Researchers discovered that harder surfaces were linked to fewer advantages, in a study that was published in The Lancet in 2003.
Many people experience discomfort after sleeping on the floor.
If you are considering sleeping on the floor, you must follow certain safety measures for your back.
How to sleep peacefully on the floor?
If you’ve opted to sleep on the floor, you could wish to try these methods to improve your sleep.
Don’t forget to clean – Keeping your bedroom tidy and clutter-free makes it easy to enter a sleep-friendly mood. Clear the space around your sleeping location of anything that may injure you. Clean, sweep or mop the floor on a regular basis to remove dirt and irritants. Wash your floor bedding on a regular basis as well.
Choose your comfort – You have just as many options for building an optimal floor sleeping environment as you have for a basic bed. Some folks choose to keep things simple and sleep on a blanket or mat. Others want a little additional cushioning, such as a sleeping bag, futon, or memory foam topper. There are also folding or roll-up mattresses designed for sleeping on the floor. you may use a standard mattress on the floor instead of a bed frame. To make oneself more comfortable, add more sheets and layers.
Optimize Your Sleeping Position – When you shift to the floor, your preferred sleep position may feel different. You may discover that you prefer a different sleeping position completely. Whatever position you pick, you may sleep peacefully by protecting the natural curve of your spine using special pillows. Back sleepers can ease lower back pain by placing a small cushion beneath the lower back and another beneath the knees. Head pillows should be used to fill the gap between the neck and the floor in order to assist spinal alignment.
To ease the strain, side sleepers might place a pillow between their knees. A tiny cushion placed between the waist and the floor might also be useful. Head pillows should have a higher loft, enough to fill the area between the edge of the shoulder and the nape to prevent aches and pains. Stomach sleepers are the most prone to neck and back discomfort. A small cushion beneath the hips might also help to relieve pain.

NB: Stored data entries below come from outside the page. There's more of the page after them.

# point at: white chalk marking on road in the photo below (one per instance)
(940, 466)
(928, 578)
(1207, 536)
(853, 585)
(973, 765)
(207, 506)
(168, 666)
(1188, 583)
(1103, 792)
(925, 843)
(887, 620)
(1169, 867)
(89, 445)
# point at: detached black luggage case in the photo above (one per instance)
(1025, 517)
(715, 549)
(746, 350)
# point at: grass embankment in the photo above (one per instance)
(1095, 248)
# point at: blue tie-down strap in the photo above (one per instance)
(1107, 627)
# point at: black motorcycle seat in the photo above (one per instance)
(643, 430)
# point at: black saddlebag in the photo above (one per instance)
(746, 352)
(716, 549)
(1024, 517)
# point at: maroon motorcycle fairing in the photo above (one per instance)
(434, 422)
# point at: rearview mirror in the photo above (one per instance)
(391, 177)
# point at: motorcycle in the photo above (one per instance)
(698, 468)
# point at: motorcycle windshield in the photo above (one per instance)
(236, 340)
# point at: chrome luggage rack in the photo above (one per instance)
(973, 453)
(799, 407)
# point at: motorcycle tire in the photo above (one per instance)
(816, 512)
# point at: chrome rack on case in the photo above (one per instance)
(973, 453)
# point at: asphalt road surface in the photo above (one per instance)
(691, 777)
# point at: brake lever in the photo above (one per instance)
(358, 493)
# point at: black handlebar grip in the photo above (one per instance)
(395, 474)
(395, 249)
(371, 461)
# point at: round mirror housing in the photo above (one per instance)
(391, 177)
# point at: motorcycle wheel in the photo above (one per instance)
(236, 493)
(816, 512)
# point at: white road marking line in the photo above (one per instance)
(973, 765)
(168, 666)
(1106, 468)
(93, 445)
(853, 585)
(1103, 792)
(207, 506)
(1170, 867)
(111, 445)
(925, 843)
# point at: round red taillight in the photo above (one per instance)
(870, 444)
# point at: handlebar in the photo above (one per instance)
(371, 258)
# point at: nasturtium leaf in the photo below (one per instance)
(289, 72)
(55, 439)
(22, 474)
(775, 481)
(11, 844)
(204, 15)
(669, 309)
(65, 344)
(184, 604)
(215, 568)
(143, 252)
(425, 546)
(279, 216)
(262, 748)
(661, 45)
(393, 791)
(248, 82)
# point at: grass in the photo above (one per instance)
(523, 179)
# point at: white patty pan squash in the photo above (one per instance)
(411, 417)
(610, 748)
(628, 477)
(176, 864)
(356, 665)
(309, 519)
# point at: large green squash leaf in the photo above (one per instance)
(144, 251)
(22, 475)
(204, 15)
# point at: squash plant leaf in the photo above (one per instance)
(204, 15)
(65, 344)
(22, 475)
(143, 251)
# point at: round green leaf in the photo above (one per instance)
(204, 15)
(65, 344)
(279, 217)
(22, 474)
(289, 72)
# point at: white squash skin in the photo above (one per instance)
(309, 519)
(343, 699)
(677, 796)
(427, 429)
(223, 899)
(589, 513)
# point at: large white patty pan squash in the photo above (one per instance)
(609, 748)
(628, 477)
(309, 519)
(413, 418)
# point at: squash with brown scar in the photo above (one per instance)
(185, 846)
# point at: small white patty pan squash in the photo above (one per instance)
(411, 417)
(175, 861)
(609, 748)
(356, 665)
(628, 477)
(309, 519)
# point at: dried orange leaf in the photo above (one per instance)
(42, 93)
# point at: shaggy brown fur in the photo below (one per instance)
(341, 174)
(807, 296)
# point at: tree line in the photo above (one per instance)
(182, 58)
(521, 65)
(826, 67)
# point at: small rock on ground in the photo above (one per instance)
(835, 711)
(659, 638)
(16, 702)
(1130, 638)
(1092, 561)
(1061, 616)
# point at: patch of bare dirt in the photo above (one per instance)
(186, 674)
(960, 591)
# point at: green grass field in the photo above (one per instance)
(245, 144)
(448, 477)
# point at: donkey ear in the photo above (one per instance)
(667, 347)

Try It with a Nap – Sleeping on the floor is not the same as sleeping on a bed. It may take a few days or more to adjust. Try sleeping on the floor in various positions, starting with a nap. Some individuals enjoy sleeping on the floor, while others do not. If it doesn’t seem right, you can always go back to your old bed. Don’t disturb your night-time.
You can sleep anywhere you find relief and comfort. Do what your body demands to achieve a night of better sleep. You can always use pillows and mattresses as suggested by physicians for better support. Find what’s best for your body and follow that. Learn to prioritize sleep like other tasks.